Here are quotations of phrases which demonstrate how domestic violence was seen by society during the period in which feminist experts falsely claim that domestic violence against women was seen as a “private matter,” went unpunished and was considered socially acceptable. The historical fraud, still widely propagated in an important part of the foundational rationale for the build-up of the Bill of Rights-defying, authoritarian and lucrative domestic violence industry.

1853 – “It is a pity that every vile rascal who beats wife could not served in the same manner.” – Hines

1861 – “well thrashed the ignoble wife-beater.” – St. Louis, Mo.
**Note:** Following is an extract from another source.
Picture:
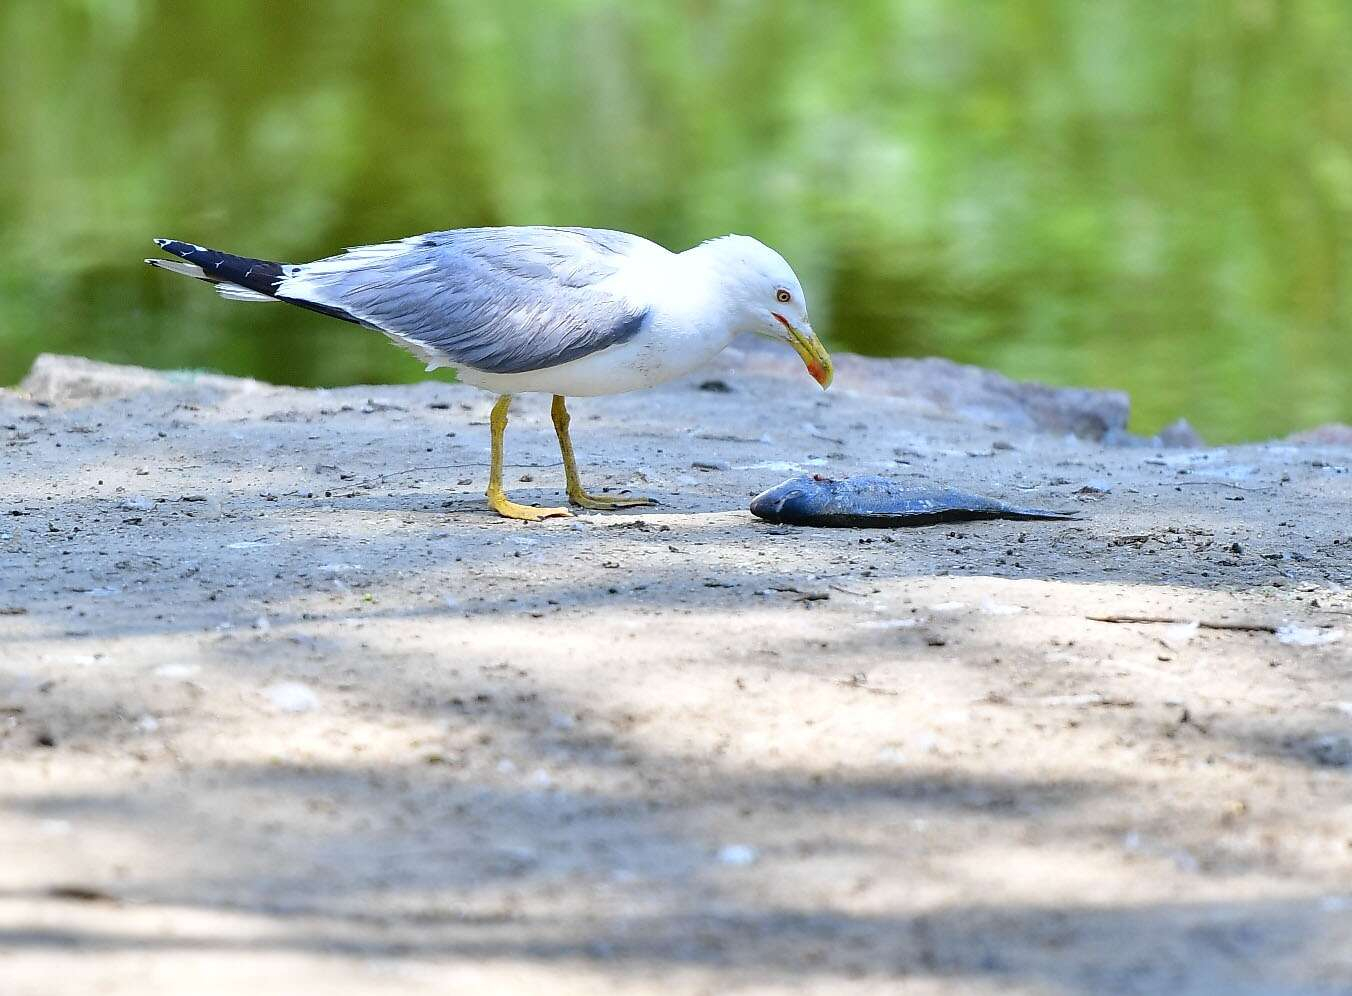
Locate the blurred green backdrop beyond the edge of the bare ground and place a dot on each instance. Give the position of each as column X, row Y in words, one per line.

1871 – “He was adjudged guilty and sentenced to thirty days in the chain-gang, a punishment he richly merits.” – Swan

1876 – “All right, our Sheriff is a skillful hand with a buggy whip, we presume he will settle with all our wife beaters. Pay them off in their own coin; our reporter [Los Angeles Herald] will be on hand.” – Los Angeles

1876 – “In the California Legislature, senate introduced a bill to summarily punish wife beaters, to the effect a battery, if inflicted upon the wife the assailant, shall be punishable by the infliction of no less than twenty-one lashes on the bare back to be administered by the Sheriff of the county, under the direction of the court or judge. This is very good, but capital punishment would better.” – Tucson Arizona newspaper reporter

1886 – “the cowardly savage”; “If the villain looks to his safety, he will never again return.” – Gibson

1893 – “It does us good whenever we learn of a wife beater getting punished.” – Schnell


At present the “politically correct” social engineers indoctrinated in collectivist ideology, with the entire arsenal of the post-Constitutional government of Washington, D.C. and the leadership of the multi-national corporations, which treat people as mere “human resources,” have the power, yet:

“Power cannot smash truth out of existence.” – Jim Garrison


  1. I didn't see this one. But maybe you put it on a different post and I missed it:

    I'm gonna use these as sources for a campus project. Wish me luck!


    - TCM

    1. No. I am aware of this Gerry story, though. There is a ton of this sort of material available. I selected only a small fraction to post on UHoM.

      Definitely make sure you let us know how the project turns out. It might provide a good subject for an article on A Voice for Men. I regard college students using UHoM for research and public education as a TOP PRIORITY and AVfM editors will certainly agree.

      I'm assuming you saw the 2 longer posts: "Society's Acceptance of Domestic Violence" and "19th Century Intolerance Towards Domestic Violence". If not, you will find them in the "Domestic Violence" category on the right hand category list. Lots of great images!